About two hours outside of Quito, make your way to the city of Mindo near the Chocó Andino de Pichincha Biosphere Reserve. There, you can experience this biodiversity hotspot while staying at the family run Las Terrazas de Dana. Sign up for locally guided tours of waterfalls, butterfly farms and artisanal chocolate farms.
Further into the reserve, the Mashpi Lodge is a sustainably designed haven in the heart of the rainforest. Floor-to-ceiling panoramic glass windows, combined with modern design and decor make it a luxurious haven in the middle of nature.
A trip to Ecuador wouldn’t be complete without a visit to the Galápagos Islands which are teeming with biodiversity. When on land, be sure to book a stay at the secluded and intimate Semilla Verde Boutique Hotel where guests can experience the wonders of all the flora and fauna the archipelago has to offer.
When you plan a trip to Ecuador, make sure you take food into account as well. Nuema is one of the most eco-friendly and innovative restaurants in Quito – if not all of Ecuador. The talented chef Chef Alejandro Chamorro, trained at Noma in Denmark, often known as the best restaurant in the world. Now, he works with local producers in Ecuador to promote the sustainability of farmers and to control the quality of their fresh, seasonal menu.
When traveling through the coastal city of Guayaquil, eating at Casa Julian inside Hotel del Parque should be a priority.

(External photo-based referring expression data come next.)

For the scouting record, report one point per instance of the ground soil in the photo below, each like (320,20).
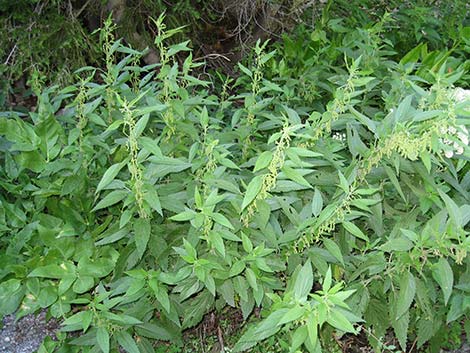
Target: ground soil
(26,334)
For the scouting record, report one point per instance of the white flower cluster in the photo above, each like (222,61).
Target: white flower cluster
(339,136)
(456,147)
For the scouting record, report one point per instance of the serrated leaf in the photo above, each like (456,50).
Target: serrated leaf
(102,337)
(406,294)
(339,321)
(444,276)
(294,175)
(109,176)
(126,341)
(293,314)
(263,160)
(354,230)
(333,249)
(184,216)
(317,203)
(304,282)
(141,235)
(222,220)
(111,199)
(252,190)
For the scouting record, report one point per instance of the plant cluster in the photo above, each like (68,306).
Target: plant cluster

The fine-dining menu offers the freshest seafood from local fishermen and showcases traditional Ecuadorian cuisine using mainly locally-sourced and -grown ingredients.
Make a stop at the Cotopaxi National Park then enjoy a meal in Machachi from Café de la Vaca, a locally owned and operated business that makes artisanal goods onsite, offers farm tours and Ecuadorian made handicrafts on the weekends.

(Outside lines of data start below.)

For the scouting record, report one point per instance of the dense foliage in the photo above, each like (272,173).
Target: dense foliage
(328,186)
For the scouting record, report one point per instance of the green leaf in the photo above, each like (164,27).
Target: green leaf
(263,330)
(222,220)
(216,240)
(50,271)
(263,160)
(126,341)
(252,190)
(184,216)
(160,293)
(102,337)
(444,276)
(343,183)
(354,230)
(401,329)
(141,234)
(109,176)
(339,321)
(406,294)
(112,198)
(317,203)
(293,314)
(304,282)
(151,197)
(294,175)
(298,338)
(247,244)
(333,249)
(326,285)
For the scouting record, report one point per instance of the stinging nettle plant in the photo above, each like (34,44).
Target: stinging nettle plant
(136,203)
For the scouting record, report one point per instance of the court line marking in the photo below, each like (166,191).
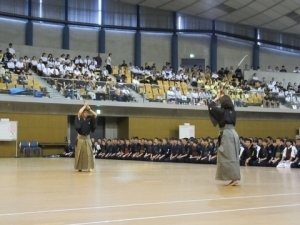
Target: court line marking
(144,204)
(185,214)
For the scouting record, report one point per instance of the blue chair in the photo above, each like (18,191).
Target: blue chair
(24,148)
(34,148)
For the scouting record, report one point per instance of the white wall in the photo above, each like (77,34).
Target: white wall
(84,39)
(156,48)
(121,45)
(47,35)
(273,58)
(11,31)
(230,53)
(199,45)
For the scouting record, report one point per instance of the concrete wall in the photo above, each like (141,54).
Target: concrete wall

In a country spotted with volcanoes, rolling hills, and lush green scenery at every turn, it’s the perfect setting for train travel. Tren Ecuador offers affordable and sustainable train rides that are ideal for budget travelers.

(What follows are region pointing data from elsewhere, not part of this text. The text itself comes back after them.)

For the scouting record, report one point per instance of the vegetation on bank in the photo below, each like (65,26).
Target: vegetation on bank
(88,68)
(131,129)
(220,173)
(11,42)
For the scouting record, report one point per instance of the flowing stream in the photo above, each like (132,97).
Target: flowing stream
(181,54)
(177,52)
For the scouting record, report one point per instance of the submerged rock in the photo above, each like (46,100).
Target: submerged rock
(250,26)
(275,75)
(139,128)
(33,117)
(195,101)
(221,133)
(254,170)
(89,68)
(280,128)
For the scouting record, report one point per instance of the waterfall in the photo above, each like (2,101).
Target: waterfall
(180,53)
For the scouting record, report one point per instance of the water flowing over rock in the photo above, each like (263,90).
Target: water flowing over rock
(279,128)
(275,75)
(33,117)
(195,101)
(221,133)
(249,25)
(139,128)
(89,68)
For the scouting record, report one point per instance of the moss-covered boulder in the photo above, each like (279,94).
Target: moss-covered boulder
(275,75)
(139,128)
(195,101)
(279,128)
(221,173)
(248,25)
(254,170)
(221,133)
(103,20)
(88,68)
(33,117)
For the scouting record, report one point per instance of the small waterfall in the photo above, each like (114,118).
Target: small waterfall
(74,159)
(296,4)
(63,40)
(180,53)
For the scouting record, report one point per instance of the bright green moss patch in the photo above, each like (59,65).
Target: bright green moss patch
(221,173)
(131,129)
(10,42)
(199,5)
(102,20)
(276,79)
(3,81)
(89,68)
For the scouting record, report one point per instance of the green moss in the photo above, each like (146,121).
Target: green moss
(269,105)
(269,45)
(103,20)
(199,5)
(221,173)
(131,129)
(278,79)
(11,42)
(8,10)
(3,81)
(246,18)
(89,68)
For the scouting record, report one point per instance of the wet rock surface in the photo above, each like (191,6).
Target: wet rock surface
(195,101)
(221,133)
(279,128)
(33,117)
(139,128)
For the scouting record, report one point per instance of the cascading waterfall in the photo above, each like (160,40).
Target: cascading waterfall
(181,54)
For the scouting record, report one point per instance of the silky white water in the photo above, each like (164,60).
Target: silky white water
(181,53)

Rent bicycles from Wonderful Ecuador and cruise the Ruta de Cascadas (Route of the Waterfalls). Their highly-skilled local guides can take guests on a breathtaking tour through the Baños area of Ecuador, while explaining the importance of the environment and its connection to humanity.
Located just 17km north of Quito is Pululahua Geobotanical Reserve, the protected area around dormant Pululuhua Volcano. Visitors can camp, hike and mountain bike in the volcanic crater and along the dome. Look out for the wild orchids that grow due to the area’s unique microclimate.
Explore the Galápagos islands on one of the many boats that do their best to focus on sustainability. Some environmentally conscious tour operators are the family-run Quasar Expeditions, Peregrine Adventures, part of the carbon neutral Intrepid Group. Or try the award-winning catamaran Yacht Anahí. Built on a foundation of sustainability, this luxury vessel is one of the most efficient in all of the Galápagos National Park. They also have a carbon offset program that allocates funds to remove invasive flora and fauna from the islands.